Klein. Who holds the rank of minister, was quoted in early May by the Munich weekly Quick as saying the Waffen SS was “a fighting unit, not criminals.”
Political observers believe Klein’s defense was meant to recapture conservative voters who recently deserted the CDU for the extreme rightwing Republican Party and other factions.
Last Thursday in Parliament, Jutta Oesterle-Schwerin of the left-wing Greens, a Jerusalem-born deputy who holds Israeli citizenship, said no distinction could be made between the SS and the Waffen SS, a unit which sometimes had combat assignments.

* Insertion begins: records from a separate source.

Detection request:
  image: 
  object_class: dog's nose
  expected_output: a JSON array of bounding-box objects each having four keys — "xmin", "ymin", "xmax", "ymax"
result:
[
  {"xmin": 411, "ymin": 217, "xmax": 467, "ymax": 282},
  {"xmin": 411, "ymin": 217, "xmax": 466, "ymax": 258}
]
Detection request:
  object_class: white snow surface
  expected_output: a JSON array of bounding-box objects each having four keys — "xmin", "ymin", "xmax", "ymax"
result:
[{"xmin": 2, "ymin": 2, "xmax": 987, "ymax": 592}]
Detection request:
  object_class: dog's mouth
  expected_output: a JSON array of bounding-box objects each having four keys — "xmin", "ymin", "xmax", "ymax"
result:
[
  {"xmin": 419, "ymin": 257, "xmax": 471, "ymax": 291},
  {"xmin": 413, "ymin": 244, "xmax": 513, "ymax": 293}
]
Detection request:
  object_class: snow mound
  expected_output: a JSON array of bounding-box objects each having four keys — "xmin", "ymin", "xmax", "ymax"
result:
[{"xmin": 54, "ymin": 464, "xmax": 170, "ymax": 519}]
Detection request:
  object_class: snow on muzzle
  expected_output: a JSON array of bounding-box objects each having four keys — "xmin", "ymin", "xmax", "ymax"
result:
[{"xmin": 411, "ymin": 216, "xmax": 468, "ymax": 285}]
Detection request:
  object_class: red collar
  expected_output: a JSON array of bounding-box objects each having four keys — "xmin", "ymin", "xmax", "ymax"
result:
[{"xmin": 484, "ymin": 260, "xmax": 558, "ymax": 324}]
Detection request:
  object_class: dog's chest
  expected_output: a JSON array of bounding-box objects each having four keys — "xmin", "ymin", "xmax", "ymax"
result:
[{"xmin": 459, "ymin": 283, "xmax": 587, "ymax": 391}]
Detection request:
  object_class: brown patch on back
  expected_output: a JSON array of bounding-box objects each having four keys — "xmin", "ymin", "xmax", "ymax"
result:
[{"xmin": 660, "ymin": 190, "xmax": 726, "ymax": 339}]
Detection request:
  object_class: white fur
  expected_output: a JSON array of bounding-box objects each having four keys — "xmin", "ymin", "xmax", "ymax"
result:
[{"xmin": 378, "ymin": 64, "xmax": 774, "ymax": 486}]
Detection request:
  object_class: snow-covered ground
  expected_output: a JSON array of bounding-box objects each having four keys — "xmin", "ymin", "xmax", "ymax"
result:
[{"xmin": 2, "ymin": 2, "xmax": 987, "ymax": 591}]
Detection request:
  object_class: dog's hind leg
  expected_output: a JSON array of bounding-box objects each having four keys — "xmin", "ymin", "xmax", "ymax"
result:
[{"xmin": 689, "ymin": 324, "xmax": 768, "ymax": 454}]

Oesterle-Schwerin pointed out that during the war, regular exchanges took place between concentration camp guards and members of the combat troops.
She also said the Wehrmacht, the 3rd German army, committee many atrocities, too, and was part of the Nizi machinery.
Her statements caused an uproar.
Members of the CDU repeatedly shouted “rabble-rouser” when she said that opponents of the Nazis and deserters were the heroes of the time, not the Waffen SS.
Klein defended his remarks, saying it was wrong to earmark all members of the SS as criminals.
he also said he did not mean to offend Holocaust survivors and was merely echoing former utterances by leading West Germans, including the late Social Democratic leader Kurt Schumacher.